Looking For Key To Predict Heatwaves Over Yangtze River Basin 20 Days In Advance


Under global warming, the frequent occurrence of summer heatwaves has exerted an increasing impact on human health and public infrastructure. For example, Europe experienced a severe heatwave in 2003 with more than 70 000 heat-related casualties. Western Russia was struck by its hottest summer on record in 2010, leading to the deaths of around 55 000 people. Record-breaking heatwaves have also been frequently reported in populous countries of East Asia, such as the Northeast Asian heatwave in 2018 and the heatwave in Japan this summer.

In China, the Yangtze River basin is one of the most densely populated and economically important regions in China, and a region where heatwaves have a high probability to occur. Summertime heatwaves in this region have caused tremendous economic losses in recent years. Therefore, extending the forecast lead times and increasing the prediction skill for heatwaves over the Yangtze River basin is key for disaster prevention and mitigation.

In a recently published study in Advances in Atmospheric Sciences, Prof. Pang-Chi Hsu and her team from Nanjing University of Information Science & Technology evaluate the subseasonal prediction skill of heatwaves in the Yangtze River basin and identify the crucial processes influencing the prediction skill using the long-term hindcast data from three operational models.

“We compare three models developed respectively by the China Meteorological Administration, the U.S. National Centers for Environmental Prediction, and the European Centre for Medium-Range Weather Forecasts,” explains Prof.
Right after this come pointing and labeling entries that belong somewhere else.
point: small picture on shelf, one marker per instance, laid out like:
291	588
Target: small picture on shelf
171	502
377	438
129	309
Hsu. “These models all participated in the Subseasonal to Seasonal Prediction project.”

Her team found that the superior skill of these operational models in predicting the occurrence, intensity and duration of heatwaves can be attributed to their fidelity in capturing the phase evolution and amplitude of high-pressure anomalies associated with the intraseasonal oscillation and the dryness of soil moisture induced by less precipitation via the land-atmosphere coupling.
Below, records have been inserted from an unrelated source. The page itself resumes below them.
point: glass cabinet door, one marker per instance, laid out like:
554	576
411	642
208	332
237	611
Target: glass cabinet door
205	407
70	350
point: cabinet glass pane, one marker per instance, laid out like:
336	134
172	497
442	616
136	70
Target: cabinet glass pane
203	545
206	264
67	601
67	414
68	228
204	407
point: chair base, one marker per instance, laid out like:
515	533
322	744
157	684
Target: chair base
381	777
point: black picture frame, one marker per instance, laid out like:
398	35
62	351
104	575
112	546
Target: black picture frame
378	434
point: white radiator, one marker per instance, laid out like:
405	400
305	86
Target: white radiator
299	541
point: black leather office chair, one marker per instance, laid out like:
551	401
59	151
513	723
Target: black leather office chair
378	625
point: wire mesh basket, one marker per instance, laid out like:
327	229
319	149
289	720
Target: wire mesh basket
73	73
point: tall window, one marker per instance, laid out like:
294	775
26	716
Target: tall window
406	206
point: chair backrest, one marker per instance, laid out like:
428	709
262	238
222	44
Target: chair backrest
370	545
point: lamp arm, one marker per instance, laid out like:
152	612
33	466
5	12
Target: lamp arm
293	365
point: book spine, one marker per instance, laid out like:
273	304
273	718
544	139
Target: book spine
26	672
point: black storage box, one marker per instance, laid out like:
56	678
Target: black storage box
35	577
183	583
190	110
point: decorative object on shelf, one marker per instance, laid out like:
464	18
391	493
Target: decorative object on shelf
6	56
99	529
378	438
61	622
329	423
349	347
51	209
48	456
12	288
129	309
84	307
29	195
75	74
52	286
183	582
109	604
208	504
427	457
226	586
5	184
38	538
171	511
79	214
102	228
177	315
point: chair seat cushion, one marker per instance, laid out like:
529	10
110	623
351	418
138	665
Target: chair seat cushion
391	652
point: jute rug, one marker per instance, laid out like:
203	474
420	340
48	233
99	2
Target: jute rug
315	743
Furthermore, the team found that the capability of the models in predicting heatwave occurrence at a longer lead time (15-20 days in advance) is closely related to their fidelity in capturing the evolution and amplitude of 30-90-day intraseasonal circulation rather than the 10-30-day intraseasonal circulation. The biases of intraseasonal circulation anomalies further affect precipitation anomalies and thus soil moisture conditions, affecting the prediction skill for heatwave intensity and duration.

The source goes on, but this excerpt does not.